It takes a brave man to steer a company in an industry on bumpy ground. Take Lonmin, which this week announced that Ben Magara will become the new chief executive in July. The Zimbabwean must tow the London-listed South African platinum miner clear of an operational bind. The precious metal is in surplus at the same time as wages and power costs among platinum miners are rising.
It helps that Mr Magara is a graduate of the university of Anglo American. His two decades of experience in South African mining should help him navigate Lonmin through complex labour negotiations. What is more, Lonmin is already making progress. Its $800m cash call late last year has wiped out its $420m in net debt.
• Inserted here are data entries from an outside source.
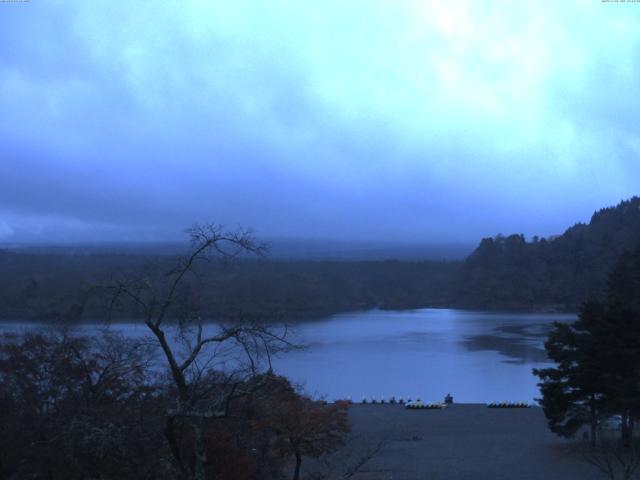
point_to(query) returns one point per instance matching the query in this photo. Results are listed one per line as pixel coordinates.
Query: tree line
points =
(597, 372)
(556, 273)
(191, 400)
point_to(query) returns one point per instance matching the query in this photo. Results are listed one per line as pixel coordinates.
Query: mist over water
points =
(426, 353)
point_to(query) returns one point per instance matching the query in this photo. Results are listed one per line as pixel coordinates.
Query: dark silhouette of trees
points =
(598, 359)
(557, 273)
(78, 407)
(209, 365)
(304, 427)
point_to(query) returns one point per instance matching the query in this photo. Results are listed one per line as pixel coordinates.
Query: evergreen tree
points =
(598, 359)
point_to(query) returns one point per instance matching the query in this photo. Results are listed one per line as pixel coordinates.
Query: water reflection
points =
(477, 356)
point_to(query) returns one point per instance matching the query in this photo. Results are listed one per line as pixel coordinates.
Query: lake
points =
(426, 353)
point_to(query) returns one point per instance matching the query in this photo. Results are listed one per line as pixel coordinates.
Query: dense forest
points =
(558, 273)
(504, 272)
(63, 286)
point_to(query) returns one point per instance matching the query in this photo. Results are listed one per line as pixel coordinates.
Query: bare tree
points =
(209, 365)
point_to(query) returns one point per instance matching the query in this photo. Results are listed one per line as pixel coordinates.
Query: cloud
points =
(421, 120)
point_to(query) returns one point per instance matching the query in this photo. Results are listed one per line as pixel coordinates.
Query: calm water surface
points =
(476, 356)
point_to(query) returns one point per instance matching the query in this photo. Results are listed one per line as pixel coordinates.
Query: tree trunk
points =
(296, 472)
(172, 439)
(199, 470)
(626, 429)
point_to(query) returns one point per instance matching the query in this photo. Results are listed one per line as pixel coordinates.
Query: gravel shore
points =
(464, 441)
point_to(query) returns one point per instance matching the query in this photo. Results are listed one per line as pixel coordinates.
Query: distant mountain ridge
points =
(559, 273)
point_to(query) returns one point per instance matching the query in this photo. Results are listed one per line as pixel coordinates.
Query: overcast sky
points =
(423, 121)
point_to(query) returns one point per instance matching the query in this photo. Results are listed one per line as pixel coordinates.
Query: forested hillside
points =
(63, 286)
(557, 273)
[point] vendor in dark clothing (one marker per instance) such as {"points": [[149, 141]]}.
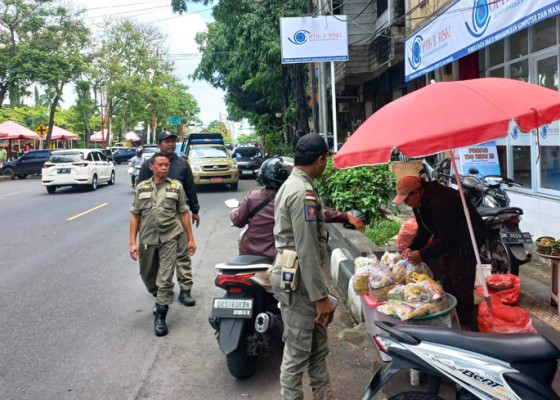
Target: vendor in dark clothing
{"points": [[440, 215]]}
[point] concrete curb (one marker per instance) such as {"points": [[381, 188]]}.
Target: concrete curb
{"points": [[344, 246]]}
Meanwhile, production in the first quarter beat expectations, which demonstrates that Lonmin is recovering from last year’s strikes. The miner is also addressing its weight problem as 150 non-mining management roles await the chop.
Still, the platinum price, which fell sharply on Thursday, remains a quarter below pre-crisis highs. On the supply side, the 400,000oz cut in platinum production by the world’s largest miner of the precious metal Anglo American Platinum is yet to go ahead. And secondary supply from platinum recycling is also rising. Meanwhile, demand remains under pressure due to the weak global auto market. As a result, any price increase that could occur is sure to be less than the rise in unit costs.
In the meantime, Lonmin must steer a fine line between capital expenditure to improve efficiency to bring down its high cash costs, and a return to positive free cash flow. The reduced capex this year and next might therefore be overdone if it is to meet the big 2015 production targets it needs to drive down costs. Mr Magara has a tough journey.